Lloyd's members have attacked corporate capital providers, claiming they fare worse and should be required to put up more capital.
The Association of Lloyd's Members predict for the period 1994-2004 that Names will profit by 24%, while corporates will make losses of 23%.
The association used 1999 figures for all corporate as an example. Despite its boasts, however, the figures, when broken down, show it is actually the UK-quoted corporates that fared best (-12.4%), followed by Names (-14.4%).
US and Bermudian corporates (-25.6%) and international corporates (-46.9%) suffered the heaviest losses.

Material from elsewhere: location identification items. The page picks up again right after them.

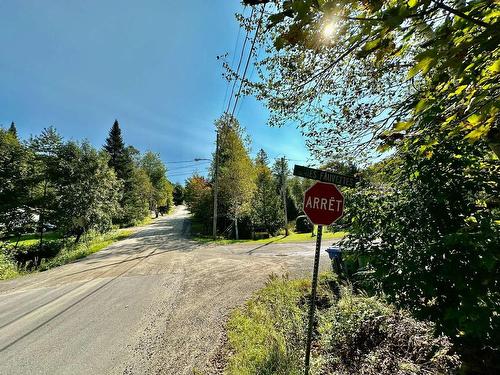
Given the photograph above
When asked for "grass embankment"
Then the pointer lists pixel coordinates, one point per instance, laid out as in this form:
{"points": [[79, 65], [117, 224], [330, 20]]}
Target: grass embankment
{"points": [[68, 252], [281, 238], [353, 334]]}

Association chairman Michael Deeny said: "Capital requirements for international corporates should be looked at. Certain categories of capital provider are more risky, therefore they should provide more capital."

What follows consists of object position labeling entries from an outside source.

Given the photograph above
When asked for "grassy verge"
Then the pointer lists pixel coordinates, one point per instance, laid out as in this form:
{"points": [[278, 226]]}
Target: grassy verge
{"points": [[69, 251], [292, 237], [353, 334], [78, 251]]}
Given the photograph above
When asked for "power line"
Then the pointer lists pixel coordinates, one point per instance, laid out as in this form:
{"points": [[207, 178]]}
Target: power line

A Lloyd's spokesman said: "If it was not for the corporates there would probably not be a Lloyd's today - they make up 80% of the market."
Responding to claims that corporates should provide more capital due to their liability being limited, the spokesman said: "We already take that into account when making our calculations."
He added that Lloyd's was currently reviewing the risk-based capital system and the Central Fund arrangements for post-2003.
The Names association also urged the Jaffray Names to drop their case this week: "We have never believed Lloyd's created a conspiracy and we support the Lloyd's view."